API keys let your code interact with the Tolinku API and SDKs. Each Appspace has its own set of keys.

Key types

Section titled “Key types”

Tolinku uses two types of API keys:

TypePrefixUse inAccess level
Publishabletolk_pub_Client-side code, mobile apps, web SDKsLimited. Can write events and read non-sensitive data.
Secrettolk_sec_Server-side code onlyFull access. Can read analytics, manage audiences, and call all API endpoints.

Creating a key

Section titled “Creating a key”

  1. Go to API Keys in the sidebar.

  2. Click Create API Key.

  3. Enter a name for the key (e.g. “Production Web SDK” or “Backend Server”).

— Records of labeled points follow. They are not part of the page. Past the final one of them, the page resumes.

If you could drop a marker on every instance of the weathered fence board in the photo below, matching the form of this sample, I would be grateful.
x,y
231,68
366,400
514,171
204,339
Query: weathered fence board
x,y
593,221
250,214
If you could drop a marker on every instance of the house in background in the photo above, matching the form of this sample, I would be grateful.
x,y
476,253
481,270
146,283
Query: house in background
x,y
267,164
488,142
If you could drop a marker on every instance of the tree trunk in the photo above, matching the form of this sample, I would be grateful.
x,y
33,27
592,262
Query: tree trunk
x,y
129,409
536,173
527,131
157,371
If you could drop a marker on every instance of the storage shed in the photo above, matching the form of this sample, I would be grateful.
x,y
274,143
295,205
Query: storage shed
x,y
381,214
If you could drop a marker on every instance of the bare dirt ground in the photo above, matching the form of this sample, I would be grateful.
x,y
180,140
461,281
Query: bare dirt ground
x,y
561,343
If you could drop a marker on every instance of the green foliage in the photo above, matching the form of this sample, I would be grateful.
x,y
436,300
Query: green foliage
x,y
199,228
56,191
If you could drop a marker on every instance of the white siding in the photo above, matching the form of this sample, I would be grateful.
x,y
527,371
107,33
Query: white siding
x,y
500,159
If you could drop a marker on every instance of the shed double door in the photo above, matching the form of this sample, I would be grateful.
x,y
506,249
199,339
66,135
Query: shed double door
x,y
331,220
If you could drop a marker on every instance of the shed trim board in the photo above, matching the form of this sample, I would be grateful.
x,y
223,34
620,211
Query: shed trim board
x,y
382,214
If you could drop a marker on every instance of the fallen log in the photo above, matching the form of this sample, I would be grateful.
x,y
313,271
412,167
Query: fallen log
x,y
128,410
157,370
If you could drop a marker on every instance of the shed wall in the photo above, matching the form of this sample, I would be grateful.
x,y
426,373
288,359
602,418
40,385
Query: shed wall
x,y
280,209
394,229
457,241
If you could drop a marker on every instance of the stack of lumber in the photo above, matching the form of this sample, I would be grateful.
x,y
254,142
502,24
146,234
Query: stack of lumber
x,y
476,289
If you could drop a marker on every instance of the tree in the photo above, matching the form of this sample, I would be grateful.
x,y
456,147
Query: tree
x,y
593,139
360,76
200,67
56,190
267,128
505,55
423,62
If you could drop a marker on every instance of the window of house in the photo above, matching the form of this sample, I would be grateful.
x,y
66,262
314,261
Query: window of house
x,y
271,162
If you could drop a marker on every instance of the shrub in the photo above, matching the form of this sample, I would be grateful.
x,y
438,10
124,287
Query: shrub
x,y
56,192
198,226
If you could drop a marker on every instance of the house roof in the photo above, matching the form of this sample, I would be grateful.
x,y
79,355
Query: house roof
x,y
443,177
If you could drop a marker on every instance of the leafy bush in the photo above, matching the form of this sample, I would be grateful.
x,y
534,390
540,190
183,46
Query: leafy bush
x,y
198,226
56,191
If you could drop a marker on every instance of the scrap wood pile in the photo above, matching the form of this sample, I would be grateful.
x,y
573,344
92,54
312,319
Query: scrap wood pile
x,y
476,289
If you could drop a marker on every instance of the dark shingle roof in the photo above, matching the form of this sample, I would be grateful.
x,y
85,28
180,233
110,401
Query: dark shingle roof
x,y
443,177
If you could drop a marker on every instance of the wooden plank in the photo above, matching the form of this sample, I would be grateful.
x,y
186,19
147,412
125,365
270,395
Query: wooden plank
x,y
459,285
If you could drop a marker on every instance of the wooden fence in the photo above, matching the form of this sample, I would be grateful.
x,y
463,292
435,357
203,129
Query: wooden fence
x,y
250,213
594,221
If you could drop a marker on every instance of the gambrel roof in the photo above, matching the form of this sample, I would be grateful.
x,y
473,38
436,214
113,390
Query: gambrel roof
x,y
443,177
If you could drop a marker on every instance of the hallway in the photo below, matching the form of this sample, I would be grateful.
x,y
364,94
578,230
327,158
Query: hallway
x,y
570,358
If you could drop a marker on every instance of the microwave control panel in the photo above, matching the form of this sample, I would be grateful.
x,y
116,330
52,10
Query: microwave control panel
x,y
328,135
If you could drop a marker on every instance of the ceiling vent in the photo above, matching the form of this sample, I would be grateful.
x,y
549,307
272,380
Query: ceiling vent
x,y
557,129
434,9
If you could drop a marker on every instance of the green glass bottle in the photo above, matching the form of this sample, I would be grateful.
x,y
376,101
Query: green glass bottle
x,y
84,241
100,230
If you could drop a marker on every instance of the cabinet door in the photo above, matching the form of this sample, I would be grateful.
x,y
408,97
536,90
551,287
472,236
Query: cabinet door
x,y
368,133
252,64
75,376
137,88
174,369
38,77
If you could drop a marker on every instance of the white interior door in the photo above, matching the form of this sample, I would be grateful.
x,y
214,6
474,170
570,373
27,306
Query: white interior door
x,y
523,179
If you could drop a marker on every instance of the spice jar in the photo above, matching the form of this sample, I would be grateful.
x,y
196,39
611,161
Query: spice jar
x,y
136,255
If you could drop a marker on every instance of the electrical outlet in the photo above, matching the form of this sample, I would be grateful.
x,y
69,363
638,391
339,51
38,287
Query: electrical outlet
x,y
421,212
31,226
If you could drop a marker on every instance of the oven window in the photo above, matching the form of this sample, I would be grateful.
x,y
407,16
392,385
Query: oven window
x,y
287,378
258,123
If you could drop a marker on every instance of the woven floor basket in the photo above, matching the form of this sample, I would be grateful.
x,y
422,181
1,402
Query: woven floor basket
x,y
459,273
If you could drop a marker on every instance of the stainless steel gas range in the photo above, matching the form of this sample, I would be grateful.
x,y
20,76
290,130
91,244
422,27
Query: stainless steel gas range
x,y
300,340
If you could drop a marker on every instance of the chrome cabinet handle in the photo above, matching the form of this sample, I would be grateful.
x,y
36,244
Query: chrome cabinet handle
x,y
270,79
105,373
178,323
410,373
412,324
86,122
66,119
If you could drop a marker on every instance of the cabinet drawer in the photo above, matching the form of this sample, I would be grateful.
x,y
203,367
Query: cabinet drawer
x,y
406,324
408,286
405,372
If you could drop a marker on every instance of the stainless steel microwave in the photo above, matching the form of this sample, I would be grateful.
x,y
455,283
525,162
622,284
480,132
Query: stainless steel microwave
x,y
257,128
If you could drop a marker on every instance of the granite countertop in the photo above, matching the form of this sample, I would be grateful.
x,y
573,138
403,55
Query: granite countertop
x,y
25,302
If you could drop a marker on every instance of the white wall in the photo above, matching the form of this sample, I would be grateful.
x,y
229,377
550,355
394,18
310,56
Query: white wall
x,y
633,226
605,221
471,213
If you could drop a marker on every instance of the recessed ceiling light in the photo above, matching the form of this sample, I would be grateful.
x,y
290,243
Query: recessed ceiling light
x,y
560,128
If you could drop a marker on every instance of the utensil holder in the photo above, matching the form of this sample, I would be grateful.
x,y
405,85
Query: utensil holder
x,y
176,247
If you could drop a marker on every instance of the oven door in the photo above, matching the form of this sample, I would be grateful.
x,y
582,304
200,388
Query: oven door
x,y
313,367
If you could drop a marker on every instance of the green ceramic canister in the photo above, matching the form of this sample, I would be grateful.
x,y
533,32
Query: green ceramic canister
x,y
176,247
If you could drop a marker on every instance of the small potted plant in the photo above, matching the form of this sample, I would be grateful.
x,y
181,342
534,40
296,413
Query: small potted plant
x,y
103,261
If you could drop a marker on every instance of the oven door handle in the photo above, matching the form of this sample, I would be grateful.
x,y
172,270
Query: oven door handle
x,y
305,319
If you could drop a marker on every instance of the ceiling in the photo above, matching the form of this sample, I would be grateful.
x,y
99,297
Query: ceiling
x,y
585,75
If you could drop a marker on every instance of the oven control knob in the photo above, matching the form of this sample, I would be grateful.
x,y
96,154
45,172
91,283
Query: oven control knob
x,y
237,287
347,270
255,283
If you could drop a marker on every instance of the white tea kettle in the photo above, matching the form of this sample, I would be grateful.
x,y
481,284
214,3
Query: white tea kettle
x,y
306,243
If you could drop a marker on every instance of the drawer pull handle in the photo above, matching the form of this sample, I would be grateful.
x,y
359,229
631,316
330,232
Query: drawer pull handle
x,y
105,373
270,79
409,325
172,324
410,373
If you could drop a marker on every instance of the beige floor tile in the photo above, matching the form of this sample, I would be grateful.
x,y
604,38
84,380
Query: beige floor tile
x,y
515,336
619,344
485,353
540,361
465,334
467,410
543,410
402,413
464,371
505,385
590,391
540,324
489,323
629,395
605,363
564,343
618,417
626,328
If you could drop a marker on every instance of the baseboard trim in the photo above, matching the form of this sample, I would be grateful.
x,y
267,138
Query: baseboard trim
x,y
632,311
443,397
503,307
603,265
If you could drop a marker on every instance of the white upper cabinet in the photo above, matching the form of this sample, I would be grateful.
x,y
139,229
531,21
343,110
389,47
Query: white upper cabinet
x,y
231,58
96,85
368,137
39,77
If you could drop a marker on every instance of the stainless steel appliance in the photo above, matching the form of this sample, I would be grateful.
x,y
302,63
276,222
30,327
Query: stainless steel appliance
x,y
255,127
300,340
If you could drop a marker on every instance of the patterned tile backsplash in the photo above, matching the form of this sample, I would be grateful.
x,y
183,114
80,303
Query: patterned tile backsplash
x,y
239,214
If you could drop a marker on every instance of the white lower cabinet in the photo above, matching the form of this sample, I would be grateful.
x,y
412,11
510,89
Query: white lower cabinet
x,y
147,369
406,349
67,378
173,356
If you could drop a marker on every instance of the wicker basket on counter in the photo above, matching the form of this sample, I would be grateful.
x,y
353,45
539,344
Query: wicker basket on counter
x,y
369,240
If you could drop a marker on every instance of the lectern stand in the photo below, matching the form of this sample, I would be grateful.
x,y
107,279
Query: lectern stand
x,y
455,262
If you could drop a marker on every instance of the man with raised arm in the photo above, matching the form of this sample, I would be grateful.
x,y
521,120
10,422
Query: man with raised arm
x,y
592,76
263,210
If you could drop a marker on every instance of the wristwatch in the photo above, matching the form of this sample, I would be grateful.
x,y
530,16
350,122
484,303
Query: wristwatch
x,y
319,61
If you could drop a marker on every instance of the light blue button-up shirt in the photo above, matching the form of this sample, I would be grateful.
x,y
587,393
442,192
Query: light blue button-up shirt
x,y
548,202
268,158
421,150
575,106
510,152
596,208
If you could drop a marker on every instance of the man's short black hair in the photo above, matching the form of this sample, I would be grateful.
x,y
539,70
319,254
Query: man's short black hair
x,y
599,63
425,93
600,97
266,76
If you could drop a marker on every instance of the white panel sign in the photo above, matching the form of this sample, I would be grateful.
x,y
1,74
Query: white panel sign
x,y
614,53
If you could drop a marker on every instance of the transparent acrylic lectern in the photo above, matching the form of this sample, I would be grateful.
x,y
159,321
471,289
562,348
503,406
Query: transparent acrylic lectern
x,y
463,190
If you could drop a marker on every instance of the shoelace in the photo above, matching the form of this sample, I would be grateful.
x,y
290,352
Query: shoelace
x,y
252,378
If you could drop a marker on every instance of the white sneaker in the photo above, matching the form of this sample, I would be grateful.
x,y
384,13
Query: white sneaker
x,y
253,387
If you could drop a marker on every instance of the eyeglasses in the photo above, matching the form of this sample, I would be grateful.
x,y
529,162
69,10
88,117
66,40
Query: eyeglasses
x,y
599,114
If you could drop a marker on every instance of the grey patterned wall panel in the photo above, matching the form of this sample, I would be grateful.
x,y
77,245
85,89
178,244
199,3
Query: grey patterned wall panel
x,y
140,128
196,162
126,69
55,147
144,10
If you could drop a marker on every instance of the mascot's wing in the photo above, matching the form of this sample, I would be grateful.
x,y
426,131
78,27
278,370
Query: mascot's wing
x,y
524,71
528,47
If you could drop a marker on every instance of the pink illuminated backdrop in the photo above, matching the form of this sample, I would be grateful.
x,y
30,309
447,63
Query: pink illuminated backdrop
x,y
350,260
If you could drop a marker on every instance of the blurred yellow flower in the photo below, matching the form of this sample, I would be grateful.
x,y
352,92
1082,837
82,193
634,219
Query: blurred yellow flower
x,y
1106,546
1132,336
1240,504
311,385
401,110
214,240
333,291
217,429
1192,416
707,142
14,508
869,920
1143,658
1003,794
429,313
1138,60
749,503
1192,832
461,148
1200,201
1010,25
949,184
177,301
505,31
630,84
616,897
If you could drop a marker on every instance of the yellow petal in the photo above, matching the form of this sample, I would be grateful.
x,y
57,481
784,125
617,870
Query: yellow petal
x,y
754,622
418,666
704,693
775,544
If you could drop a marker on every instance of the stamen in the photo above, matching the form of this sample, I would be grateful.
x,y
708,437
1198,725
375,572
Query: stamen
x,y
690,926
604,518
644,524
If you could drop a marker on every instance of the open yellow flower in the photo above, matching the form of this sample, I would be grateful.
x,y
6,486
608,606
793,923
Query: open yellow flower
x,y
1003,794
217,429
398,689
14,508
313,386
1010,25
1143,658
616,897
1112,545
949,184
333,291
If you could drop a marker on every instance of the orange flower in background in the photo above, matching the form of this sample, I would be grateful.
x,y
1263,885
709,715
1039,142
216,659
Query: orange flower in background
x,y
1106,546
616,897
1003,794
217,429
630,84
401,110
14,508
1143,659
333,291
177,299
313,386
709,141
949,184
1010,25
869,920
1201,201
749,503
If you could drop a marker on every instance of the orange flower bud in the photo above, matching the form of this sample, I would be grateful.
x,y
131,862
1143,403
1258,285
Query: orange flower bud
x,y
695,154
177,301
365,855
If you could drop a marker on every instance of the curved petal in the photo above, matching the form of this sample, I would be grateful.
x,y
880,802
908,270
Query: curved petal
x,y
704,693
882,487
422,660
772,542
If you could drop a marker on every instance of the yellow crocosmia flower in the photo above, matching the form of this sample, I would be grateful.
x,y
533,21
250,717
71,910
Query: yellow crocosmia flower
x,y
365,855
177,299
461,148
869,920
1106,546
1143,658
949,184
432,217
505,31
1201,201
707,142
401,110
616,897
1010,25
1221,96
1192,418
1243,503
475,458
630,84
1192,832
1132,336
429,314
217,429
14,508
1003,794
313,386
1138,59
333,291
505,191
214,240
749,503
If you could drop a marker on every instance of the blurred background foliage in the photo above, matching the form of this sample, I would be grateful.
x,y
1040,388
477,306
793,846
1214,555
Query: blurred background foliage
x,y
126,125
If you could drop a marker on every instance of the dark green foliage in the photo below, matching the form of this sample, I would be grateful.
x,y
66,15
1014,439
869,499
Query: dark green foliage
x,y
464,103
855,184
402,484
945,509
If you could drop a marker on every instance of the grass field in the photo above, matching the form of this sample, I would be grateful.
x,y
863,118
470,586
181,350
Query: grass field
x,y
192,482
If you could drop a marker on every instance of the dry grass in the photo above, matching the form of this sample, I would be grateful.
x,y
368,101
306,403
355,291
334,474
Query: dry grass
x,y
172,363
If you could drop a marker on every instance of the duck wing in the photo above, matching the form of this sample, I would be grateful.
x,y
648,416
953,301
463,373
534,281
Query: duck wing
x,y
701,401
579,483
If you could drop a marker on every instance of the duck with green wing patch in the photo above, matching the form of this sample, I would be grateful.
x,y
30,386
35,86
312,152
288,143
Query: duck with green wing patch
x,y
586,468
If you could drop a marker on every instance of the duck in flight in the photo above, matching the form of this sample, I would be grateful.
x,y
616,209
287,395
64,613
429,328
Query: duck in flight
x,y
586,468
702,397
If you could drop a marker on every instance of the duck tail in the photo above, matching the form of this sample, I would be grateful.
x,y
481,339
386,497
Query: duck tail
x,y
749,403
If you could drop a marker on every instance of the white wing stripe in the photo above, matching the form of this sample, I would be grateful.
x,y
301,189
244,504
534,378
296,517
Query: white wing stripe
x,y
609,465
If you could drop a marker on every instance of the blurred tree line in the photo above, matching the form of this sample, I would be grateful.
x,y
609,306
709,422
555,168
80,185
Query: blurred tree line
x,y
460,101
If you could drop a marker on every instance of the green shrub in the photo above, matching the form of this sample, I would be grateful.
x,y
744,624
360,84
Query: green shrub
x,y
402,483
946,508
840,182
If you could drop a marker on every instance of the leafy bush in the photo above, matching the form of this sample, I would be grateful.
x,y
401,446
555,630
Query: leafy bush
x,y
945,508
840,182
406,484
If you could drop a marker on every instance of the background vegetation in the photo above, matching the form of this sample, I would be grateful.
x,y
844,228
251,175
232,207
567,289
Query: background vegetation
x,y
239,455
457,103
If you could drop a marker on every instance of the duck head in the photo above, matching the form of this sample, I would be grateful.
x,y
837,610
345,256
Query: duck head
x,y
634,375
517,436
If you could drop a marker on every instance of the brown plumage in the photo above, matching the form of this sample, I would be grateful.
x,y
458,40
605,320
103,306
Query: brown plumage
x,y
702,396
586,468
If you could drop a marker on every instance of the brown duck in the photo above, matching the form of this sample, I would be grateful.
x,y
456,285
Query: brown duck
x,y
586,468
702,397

  4. Choose the key type: Publishable or Secret.

  5. Click Create.

The full key is shown once. Copy it and store it securely. You will not be able to see the full key again. The dashboard only shows the first 32 characters as a prefix for identification.

Revoking a key

Section titled “Revoking a key”

If a key is compromised or no longer needed, revoke it:

  1. Go to API Keys.
  2. Click Revoke next to the key.

Revoked keys stop working immediately. Any API calls or SDK connections using that key will fail. Revocation is permanent; a revoked key cannot be re-enabled.

After revoking, you can delete the key entirely to clean up the list.

Key rotation

Section titled “Key rotation”

To rotate a key without downtime:

  1. Create a new key of the same type.

  2. Update your application to use the new key.

  3. Deploy the change.

  4. Revoke the old key.

Both keys work simultaneously until you revoke the old one, so there is no gap in service.

Where to use each key

Section titled “Where to use each key”

Publishable keys (tolk_pub_):

  • Web SDK (@tolinku/web-sdk) initialization
  • Mobile SDKs (iOS, Android, React Native, Flutter)
  • Smart banner script (banner.js)
  • Any code that runs in the user’s browser or on their device

Secret keys (tolk_sec_):

  • Your backend server calling the Tolinku REST API
  • Server-side analytics queries
  • Audience management
  • Webhook signature verification
  • Any code that runs on infrastructure you control

Permissions

Section titled “Permissions”

Creating, revoking, and deleting API keys requires the Admin role. Team members with the Editor or Viewer role can view existing keys (prefix only) but cannot create, revoke, or delete them.